Sort Oddity

Have a problem? A question? This is the place for answers from other Express users.
Post Reply
ntx
Posts: 12
Joined: 2006-03-04 08:40:08
Location: tokyo - japan

Sort Oddity

Post by ntx »

Hi,
I am trying to sort a list of file names containing numbers but something is wrong.
For instance, when "sort paragraphs A-Z" macro is applied to the following list :

c
b
a

I get :

a
b
c

Perfect :D . Then I try the same thing with

c
b
a1

I get :

a1
b
c

Okay :D . But when I add a numeric prefix to each entry :

0c
0b
0a1

NWE returns now:

0b
0c
0a1 <-- ?? :(

Any fix or workaround to try ? I'm using NWE 2.61 on OS X 10.4.5.
Metalsmith
Posts: 7
Joined: 2002-08-30 10:59:22
Location: Not Quite Downtown Nevada

Re: Sort Oddity

Post by Metalsmith »

[Hi,
---snip---
Okay :D . But when I add a numeric prefix to each entry :

0c
0b
0a1

NWE returns now:

0b
0c
0a1 <-- ?? :(

Any fix or workaround to try ? I'm using NWE 2.61 on OS X 10.4.5.[/quote]

---

Extending this, you get:

000a
00a
0a
0b
0c
00a1
0a1
10a
a001
a01
a011
a01a
a02
a02a
a1
a11
a11a
a1a

a2
a3

Which seems to indicate that the break between 00a1/0a1 and 00a/0a is a unique oddity. I have NO idea why this would be so :roll:, but note the red sequence that seems to repeat the problem. If a11a follows a11, then it seems as if a1a should follow a1, not a11a. :wink:
midwinter
Posts: 333
Joined: 2004-09-09 18:07:11
Location: Utah
Contact:

Post by midwinter »

That's just bizarre. I don't see a "use random logic on sort" preference anywhere. ;)
dshan
Posts: 334
Joined: 2003-11-21 19:25:28
Location: Sydney, Australia

Sort Weirdness

Post by dshan »

midwinter wrote:That's just bizarre. I don't see a "use random logic on sort" preference anywhere. ;)
Fortunately there's no need for such a feature, it's more than covered by a combination of the Perl sort() function and the way the "Sort Paragraphs" macros are written.
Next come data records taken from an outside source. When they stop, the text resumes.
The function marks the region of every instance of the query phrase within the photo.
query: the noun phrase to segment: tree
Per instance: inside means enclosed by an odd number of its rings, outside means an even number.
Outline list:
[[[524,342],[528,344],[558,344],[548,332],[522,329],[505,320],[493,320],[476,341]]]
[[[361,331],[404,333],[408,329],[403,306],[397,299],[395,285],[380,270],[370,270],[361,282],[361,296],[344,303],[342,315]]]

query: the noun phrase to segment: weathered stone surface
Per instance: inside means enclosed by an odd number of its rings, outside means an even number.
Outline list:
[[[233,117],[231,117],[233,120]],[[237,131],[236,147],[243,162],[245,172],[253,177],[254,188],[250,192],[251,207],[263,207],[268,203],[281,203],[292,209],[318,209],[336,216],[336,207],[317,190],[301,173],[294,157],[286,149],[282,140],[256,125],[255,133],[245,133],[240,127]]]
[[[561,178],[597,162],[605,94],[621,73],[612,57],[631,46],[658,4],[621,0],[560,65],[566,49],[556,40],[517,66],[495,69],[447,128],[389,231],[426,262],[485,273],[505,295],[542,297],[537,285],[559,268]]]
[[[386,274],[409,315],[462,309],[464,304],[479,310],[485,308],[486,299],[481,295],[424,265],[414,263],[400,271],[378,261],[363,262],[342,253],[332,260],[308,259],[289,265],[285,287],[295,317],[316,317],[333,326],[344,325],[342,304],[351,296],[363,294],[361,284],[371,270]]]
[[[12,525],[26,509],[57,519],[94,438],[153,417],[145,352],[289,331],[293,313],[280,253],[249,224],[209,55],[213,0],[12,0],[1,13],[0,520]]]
By default the Perl sort() routine orders arrays in character alphabetic order, i.e. 0-9 before a-z and A-Z. Explicit variable comparisons in Perl require the programmer to know if they're dealing with numeric values or alpha values and use the appropriate relational operators in each case (=,<,>,!= for numeric variables and eq,lt,gt,ne, etc. for alpha variables). This presents problems when you're sorting lines/paragraphs of mixed alphanumeric text as in the Sort Paragraphs case.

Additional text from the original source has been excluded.